Objective

Since 2003, the Health Surveillance Secretariat of the Ministry of Health implemented, in Brazil, the Malaria Epidemiological Surveillance Information System (SivepMalaria), which is a malaria monitoring system in nine Brazilian states of the Brazilian Legal Amazon (for short, Legal Amazon). The Legal Amazon is the region most susceptible to malaria in the country, comprehending more than 90% of the malaria cases in Brazil [1].

All suspected or confirmed cases of malaria are be notified and registered in SivepMalaria [2]. The information system consists of modules that record data regarding notifications, examinations, as well as personal patient information [3]. All SivepMalaria records are yearly organized and localized according to counties. Thus, SivepMalaria is an important tool for understanding the distribution of malaria and should be used to control the endemy [4]. The data from SivepMalaria are maintained and made available by the Department of Informatics of the Unified Health System of Brazil (DATASUS).

In Brazil, the Unified Health System (SUS) is responsible for providing public health services to the entire population. As a way of organizing these services, the Brazilian territory is divided into health regions. Each health region is organized as a set of counties that must be able to promote health and prevent diseases for the counties it encompasses, including endemic diseases, such as malaria. Analyzing the performance of health regions in care and prevention of malaria is an important matter in the Legal Amazon.

Therefore, the main contribution of this work is to provide an integrated dataset of malaria notifications (for short, IntegratedDataset) [5]. The IntegratedDataset is a fusion of yearly records of SivepMalaria enriched with health regions. Data cleaning and data preprocessing techniques were also applied to improve its quality. All records were translated from Brazilian Portuguese to English to increase the potential use of the integrated dataset.

Data description

In the area of healthcare, the process of Knowledge Discovery from Databases (KDD) may enable diagnostics, treatments, as well as preventive measures [6,7,8,9]. The dataset presented in this paper is targeted precisely for such a goal. It results from a process of data integration organized into three main activities: (i) data fusion, (ii) data enrichment, and (iii) data preprocessing. It is important to emphasize that all criteria adopted for data management were based on detailed studies of the dataset and support from experts in the field.

Data fusion

Data fusion was applied over data from SivepMalaria yearly collected since 2009, configuring the fusion of all SivepMalaria records (for short SivepMalariaFus). Since SivepMalaria was implemented, its schema has suffered changes throughout the years, including new variables or modifying categories in the same variable. Nevertheless, the integrated dataset developed in this paper provides a unified schema by means of a correspondence table. It contains 40 attributes from the SivepMalaria database containing 22,923,977 records. Among these records, about 12% corresponds to positive cases of malaria.

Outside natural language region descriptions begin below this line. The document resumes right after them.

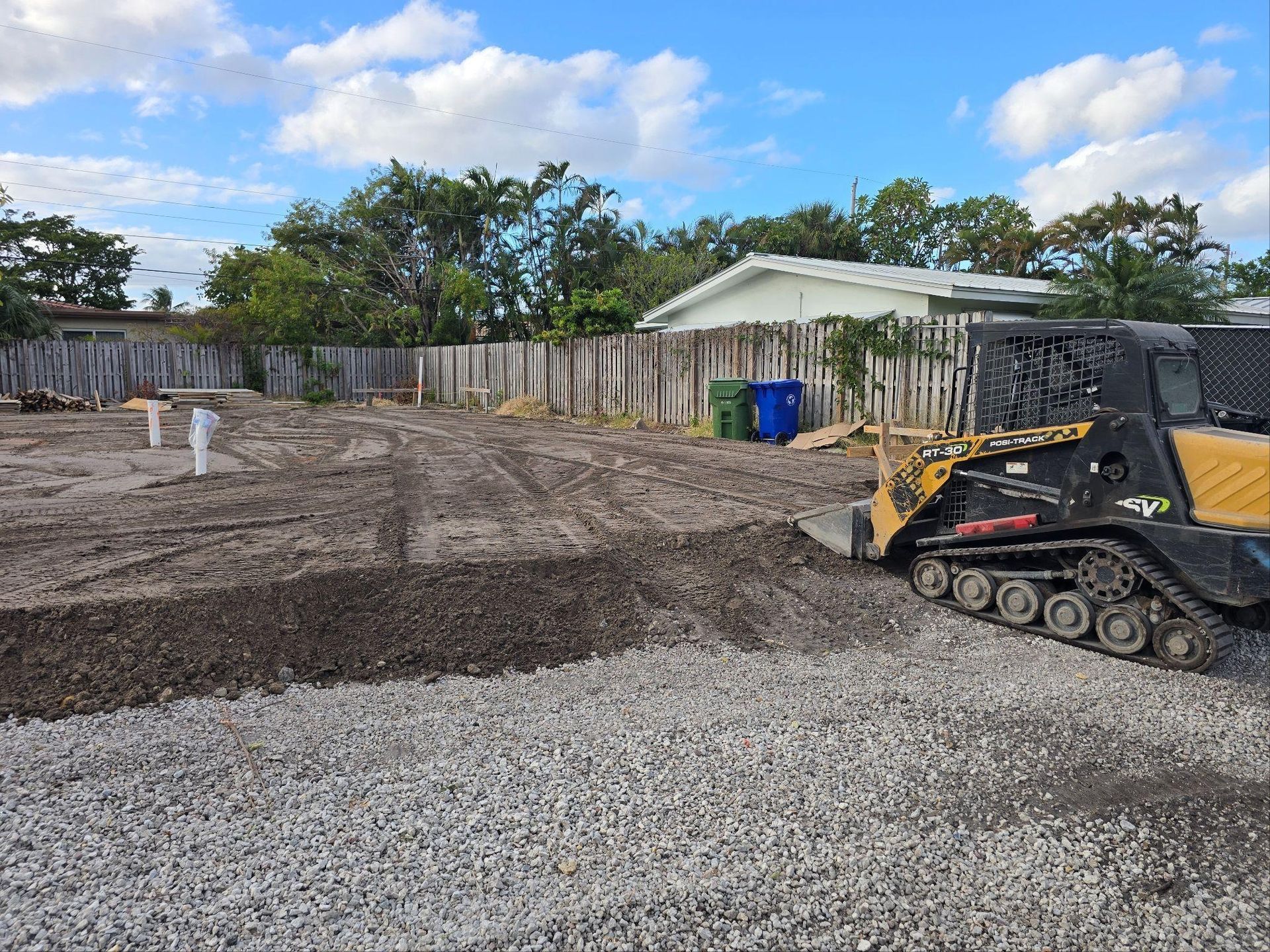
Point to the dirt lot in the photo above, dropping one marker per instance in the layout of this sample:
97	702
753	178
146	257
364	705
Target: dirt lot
353	543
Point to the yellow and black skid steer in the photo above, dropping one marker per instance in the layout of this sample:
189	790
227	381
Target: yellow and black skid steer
1085	493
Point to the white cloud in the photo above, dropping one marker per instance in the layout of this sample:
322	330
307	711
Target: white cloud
675	207
786	100
658	102
1236	198
154	106
1099	97
38	67
1242	207
421	31
132	136
632	208
1222	33
34	182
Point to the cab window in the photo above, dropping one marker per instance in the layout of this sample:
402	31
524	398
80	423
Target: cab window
1177	385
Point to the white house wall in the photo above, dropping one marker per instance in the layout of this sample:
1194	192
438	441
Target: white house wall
774	298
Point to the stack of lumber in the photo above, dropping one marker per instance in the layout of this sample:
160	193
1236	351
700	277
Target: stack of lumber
50	400
208	397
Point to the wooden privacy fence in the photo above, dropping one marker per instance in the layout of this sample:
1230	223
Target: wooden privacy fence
665	377
116	368
662	377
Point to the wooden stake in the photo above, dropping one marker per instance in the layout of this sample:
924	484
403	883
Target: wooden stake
884	465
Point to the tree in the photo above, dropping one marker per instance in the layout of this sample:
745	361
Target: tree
1250	278
160	299
589	315
651	278
51	258
904	225
1129	284
21	317
462	300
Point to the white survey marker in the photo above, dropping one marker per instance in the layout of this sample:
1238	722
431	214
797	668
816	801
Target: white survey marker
202	426
153	414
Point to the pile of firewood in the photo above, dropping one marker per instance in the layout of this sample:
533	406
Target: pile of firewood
45	400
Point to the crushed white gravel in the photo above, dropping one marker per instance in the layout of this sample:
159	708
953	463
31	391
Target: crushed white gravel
980	790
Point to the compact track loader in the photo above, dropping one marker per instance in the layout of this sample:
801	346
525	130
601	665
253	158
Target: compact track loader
1085	494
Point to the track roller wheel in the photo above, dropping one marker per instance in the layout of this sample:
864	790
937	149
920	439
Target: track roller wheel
1255	616
1183	645
1105	576
1070	615
1020	601
1123	629
931	578
974	589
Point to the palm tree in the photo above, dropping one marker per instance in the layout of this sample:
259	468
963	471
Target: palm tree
1128	284
558	179
22	319
1180	235
160	299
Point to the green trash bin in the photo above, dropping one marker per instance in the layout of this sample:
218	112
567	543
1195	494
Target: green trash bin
732	408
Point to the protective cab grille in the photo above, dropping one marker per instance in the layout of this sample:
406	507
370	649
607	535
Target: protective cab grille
1027	381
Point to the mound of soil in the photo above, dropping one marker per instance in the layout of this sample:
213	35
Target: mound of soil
409	619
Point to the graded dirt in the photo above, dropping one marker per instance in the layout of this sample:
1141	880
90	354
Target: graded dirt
367	542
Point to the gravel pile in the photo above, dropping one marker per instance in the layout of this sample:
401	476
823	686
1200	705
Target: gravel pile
976	790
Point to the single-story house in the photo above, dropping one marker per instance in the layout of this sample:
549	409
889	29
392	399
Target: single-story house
81	323
777	288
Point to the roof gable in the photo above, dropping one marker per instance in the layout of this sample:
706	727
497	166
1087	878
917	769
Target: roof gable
955	285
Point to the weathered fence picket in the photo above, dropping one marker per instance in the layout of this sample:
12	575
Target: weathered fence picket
663	377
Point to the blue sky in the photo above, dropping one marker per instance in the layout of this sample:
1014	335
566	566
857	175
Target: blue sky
1056	106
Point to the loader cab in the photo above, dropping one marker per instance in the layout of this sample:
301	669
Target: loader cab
1023	375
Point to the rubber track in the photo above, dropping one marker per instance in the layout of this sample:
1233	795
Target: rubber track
1165	584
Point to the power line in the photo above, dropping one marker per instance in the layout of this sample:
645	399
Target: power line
139	198
148	178
149	270
149	215
431	108
175	182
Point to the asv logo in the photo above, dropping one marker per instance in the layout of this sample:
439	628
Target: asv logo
1146	507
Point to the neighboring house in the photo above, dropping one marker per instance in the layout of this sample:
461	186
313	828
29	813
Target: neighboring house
80	323
762	288
1249	310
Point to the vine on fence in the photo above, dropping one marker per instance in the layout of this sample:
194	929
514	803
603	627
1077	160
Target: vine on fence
253	367
853	340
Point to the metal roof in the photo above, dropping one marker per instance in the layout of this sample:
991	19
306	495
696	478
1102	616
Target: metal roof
919	276
958	285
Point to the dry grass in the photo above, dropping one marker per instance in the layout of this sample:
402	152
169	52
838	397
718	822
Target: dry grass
526	408
615	422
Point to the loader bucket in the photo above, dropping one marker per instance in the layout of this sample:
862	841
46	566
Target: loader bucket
843	527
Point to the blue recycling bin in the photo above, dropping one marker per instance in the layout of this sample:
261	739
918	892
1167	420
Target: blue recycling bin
779	401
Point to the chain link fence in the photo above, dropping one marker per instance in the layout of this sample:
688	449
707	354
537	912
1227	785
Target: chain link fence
1236	365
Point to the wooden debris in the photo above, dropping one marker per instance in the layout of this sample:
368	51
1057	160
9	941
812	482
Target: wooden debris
826	436
139	404
46	400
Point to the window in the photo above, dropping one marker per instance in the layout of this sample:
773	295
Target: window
1177	385
93	334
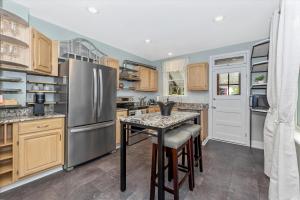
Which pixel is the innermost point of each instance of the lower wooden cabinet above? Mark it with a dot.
(122, 113)
(40, 145)
(39, 151)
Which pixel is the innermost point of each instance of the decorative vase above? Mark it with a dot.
(166, 108)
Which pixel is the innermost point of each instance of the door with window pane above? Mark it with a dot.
(229, 99)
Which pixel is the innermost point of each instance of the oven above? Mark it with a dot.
(134, 134)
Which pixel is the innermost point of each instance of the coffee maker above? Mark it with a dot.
(39, 107)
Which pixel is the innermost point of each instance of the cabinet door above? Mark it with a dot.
(153, 80)
(143, 84)
(198, 76)
(41, 52)
(118, 126)
(39, 151)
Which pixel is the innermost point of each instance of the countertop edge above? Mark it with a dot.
(29, 118)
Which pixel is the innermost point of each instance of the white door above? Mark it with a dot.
(229, 104)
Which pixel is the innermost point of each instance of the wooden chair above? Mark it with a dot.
(175, 141)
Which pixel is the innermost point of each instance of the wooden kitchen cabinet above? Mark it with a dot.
(149, 79)
(113, 63)
(197, 76)
(40, 145)
(41, 52)
(121, 113)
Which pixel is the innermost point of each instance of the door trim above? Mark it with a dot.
(247, 110)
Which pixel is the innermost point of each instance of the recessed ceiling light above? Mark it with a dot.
(92, 10)
(219, 18)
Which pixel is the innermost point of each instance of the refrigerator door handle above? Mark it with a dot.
(95, 88)
(100, 102)
(91, 127)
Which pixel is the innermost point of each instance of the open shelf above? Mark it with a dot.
(44, 83)
(13, 40)
(128, 69)
(261, 49)
(10, 106)
(10, 79)
(129, 79)
(47, 103)
(6, 153)
(3, 90)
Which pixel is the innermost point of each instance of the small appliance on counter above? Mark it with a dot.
(166, 108)
(39, 106)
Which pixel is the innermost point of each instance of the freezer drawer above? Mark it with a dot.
(88, 142)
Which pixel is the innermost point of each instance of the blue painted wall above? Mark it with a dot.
(59, 33)
(202, 56)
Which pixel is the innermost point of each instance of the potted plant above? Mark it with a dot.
(260, 79)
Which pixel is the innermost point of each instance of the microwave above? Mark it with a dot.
(259, 101)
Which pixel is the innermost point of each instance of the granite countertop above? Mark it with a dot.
(14, 119)
(192, 106)
(158, 121)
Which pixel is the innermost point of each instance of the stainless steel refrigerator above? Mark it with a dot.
(90, 94)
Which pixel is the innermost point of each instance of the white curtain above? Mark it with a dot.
(270, 125)
(284, 177)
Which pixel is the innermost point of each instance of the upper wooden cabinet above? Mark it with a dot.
(41, 52)
(197, 76)
(148, 82)
(113, 63)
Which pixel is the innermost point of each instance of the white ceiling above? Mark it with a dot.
(177, 26)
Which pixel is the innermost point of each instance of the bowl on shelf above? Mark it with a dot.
(166, 108)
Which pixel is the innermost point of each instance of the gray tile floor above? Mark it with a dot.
(230, 172)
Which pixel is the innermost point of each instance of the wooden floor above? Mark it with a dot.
(230, 172)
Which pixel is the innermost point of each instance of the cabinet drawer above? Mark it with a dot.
(40, 125)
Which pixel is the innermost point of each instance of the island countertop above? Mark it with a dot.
(158, 121)
(15, 119)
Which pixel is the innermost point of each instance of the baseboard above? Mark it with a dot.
(257, 144)
(205, 141)
(30, 179)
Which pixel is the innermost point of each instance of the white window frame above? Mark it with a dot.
(182, 67)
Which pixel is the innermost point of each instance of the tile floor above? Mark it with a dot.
(231, 172)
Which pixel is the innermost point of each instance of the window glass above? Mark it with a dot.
(223, 78)
(234, 78)
(228, 84)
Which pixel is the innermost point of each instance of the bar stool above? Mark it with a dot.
(194, 130)
(174, 141)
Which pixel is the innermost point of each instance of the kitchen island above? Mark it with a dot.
(160, 124)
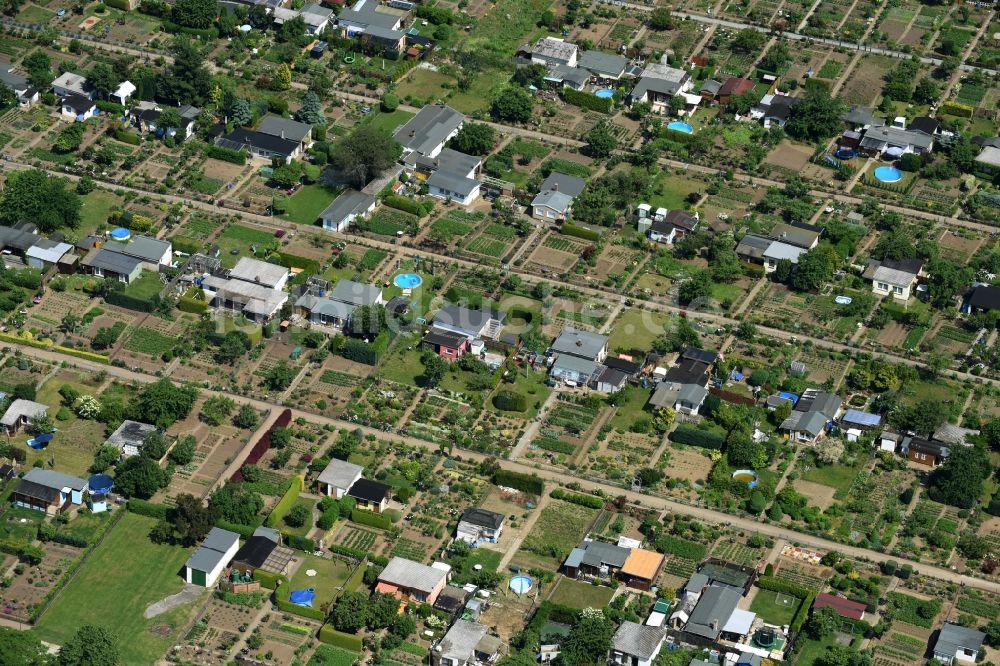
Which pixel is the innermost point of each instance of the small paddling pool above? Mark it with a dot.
(887, 174)
(408, 280)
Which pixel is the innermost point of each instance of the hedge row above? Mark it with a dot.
(147, 508)
(331, 636)
(370, 518)
(570, 229)
(302, 543)
(124, 300)
(528, 483)
(269, 580)
(784, 586)
(281, 600)
(587, 100)
(688, 434)
(109, 107)
(589, 501)
(286, 502)
(358, 554)
(83, 353)
(294, 261)
(404, 204)
(245, 531)
(803, 612)
(226, 155)
(665, 543)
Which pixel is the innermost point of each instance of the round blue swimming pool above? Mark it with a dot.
(887, 174)
(521, 584)
(408, 280)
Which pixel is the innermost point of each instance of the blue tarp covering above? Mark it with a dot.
(789, 396)
(303, 597)
(858, 417)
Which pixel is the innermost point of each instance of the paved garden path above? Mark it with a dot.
(187, 595)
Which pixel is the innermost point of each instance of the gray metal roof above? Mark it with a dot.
(564, 183)
(110, 260)
(461, 640)
(601, 63)
(575, 364)
(692, 394)
(340, 474)
(53, 479)
(411, 575)
(142, 247)
(131, 433)
(325, 306)
(355, 293)
(712, 612)
(351, 202)
(284, 128)
(637, 640)
(256, 271)
(212, 550)
(452, 182)
(364, 13)
(430, 128)
(580, 343)
(557, 201)
(954, 637)
(599, 553)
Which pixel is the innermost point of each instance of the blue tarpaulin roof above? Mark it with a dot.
(303, 597)
(861, 418)
(789, 396)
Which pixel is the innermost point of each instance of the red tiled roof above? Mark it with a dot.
(844, 607)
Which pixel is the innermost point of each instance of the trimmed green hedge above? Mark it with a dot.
(587, 100)
(269, 580)
(370, 518)
(331, 636)
(529, 483)
(226, 155)
(784, 586)
(286, 502)
(310, 266)
(666, 543)
(281, 600)
(570, 229)
(688, 434)
(146, 508)
(589, 501)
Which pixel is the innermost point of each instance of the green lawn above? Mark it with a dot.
(559, 529)
(767, 606)
(95, 209)
(123, 576)
(328, 655)
(330, 577)
(836, 476)
(390, 121)
(146, 286)
(631, 409)
(577, 594)
(424, 84)
(636, 329)
(673, 192)
(530, 384)
(307, 203)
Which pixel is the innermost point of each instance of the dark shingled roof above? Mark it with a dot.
(370, 491)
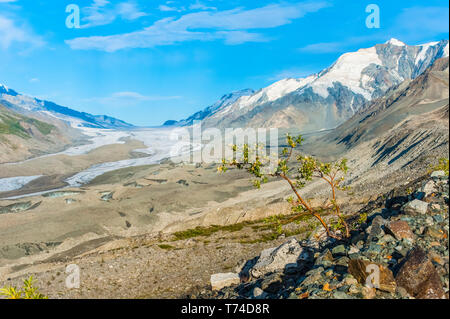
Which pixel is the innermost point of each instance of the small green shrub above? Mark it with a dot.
(28, 291)
(443, 165)
(305, 169)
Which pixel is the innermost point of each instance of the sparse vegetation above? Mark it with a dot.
(306, 169)
(14, 125)
(28, 291)
(443, 165)
(166, 247)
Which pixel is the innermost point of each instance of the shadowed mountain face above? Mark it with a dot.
(23, 136)
(28, 105)
(329, 98)
(426, 96)
(408, 128)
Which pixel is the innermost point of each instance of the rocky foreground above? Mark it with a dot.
(399, 250)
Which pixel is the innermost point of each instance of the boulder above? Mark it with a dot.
(375, 230)
(400, 229)
(339, 250)
(419, 277)
(288, 257)
(219, 281)
(429, 188)
(415, 207)
(361, 269)
(438, 174)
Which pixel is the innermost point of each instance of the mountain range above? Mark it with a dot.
(27, 105)
(326, 99)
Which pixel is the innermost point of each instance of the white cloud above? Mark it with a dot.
(101, 13)
(200, 6)
(11, 32)
(230, 26)
(414, 24)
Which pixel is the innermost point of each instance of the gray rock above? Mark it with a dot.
(438, 174)
(415, 207)
(219, 281)
(288, 257)
(429, 188)
(339, 250)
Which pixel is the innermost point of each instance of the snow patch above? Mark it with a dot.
(396, 42)
(348, 71)
(14, 183)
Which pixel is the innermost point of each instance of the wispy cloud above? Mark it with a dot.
(411, 25)
(100, 12)
(201, 6)
(13, 32)
(230, 25)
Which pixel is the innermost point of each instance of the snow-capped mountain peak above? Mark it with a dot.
(395, 42)
(326, 99)
(28, 105)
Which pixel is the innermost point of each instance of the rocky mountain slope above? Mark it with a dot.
(27, 105)
(327, 99)
(405, 130)
(23, 136)
(402, 237)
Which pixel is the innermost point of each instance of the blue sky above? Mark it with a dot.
(147, 61)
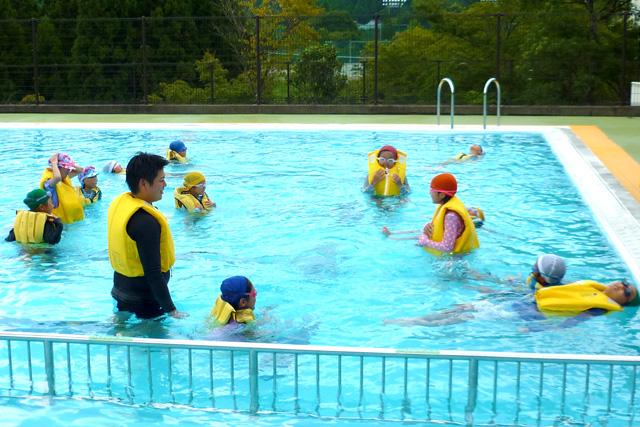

The selected dataset attributes comprise data of notifications, examinations, and personal patient information. Most of these attributes are categorical and present encoded values. The relationship between the codes and their meanings are translated using a data dictionary.Footnote 1

Data enrichment

The health regions are part of the systemic organization of the public health of Brazil, aiming at political-administrative decentralization and completeness of assistance. Since the SivepMalariaFus does not include this information, it had to be obtained from another data source. For that, two additional datasets were used for enriching the data contained in the SivepMalariaFus. Respectively, they regard: (i) health regions information (tb_regsaud) and (ii) the relationship between counties and health regions (rl_municip_regsaud). These tables are provided by DATASUS.Footnote 2

The enrichment led to the creation of three new attributes: notification.hr, infection.hr and home.hr. They correspond respectively to the health regions in which the notification and infection occurred as well as to the residence of the infected patient.

Data preprocessing

After the processes of data fusion and enrichment, data preprocessing was performed. Preprocessing comprehend the application of several techniques for data preparation, that can encompass from the correction or removal of incorrect data to the adjustment of data formatting corresponding to the data mining algorithms used. Among the several preprocessing techniques widely approached in literature, the ones selected for application in our study were (i) attribute selection, (ii) data cleaning, and (iii) data transformation.

IntegratedDataset

The list of the attributes of IntegratedDataset together with the entire data preprocessing description and its R script is availableFootnote 3 [5]. Table 1 provide an overview of all data files/data sets created in this Data note and available for download in the Synapse repository. Additionally, an exploratory analysis using the IntegratedDataset is also availableFootnote 4.

Table 1 Overview of data files/data sets

Limitations

  • Personal patient information is only provided for those who tested positive for malaria.

  • Some attributes contain more than 80% of missing values. The data dictionary presents the completeness of each attribute in the IntegratedDataset. No data imputation technique has been applied.

  • Some values do not add significant information to the research. For example, in the occupation attribute, more than 50% of the fields that are filled correspond to the values “ignored” or “others”.

  • To reinforce privacy, we have chosen not to use the attributes of localities (infection and residence) available in the original dataset of SivepMalaria. Localities are smaller than counties and provide very specific information. Inevitably, disregarding this information is a limitation.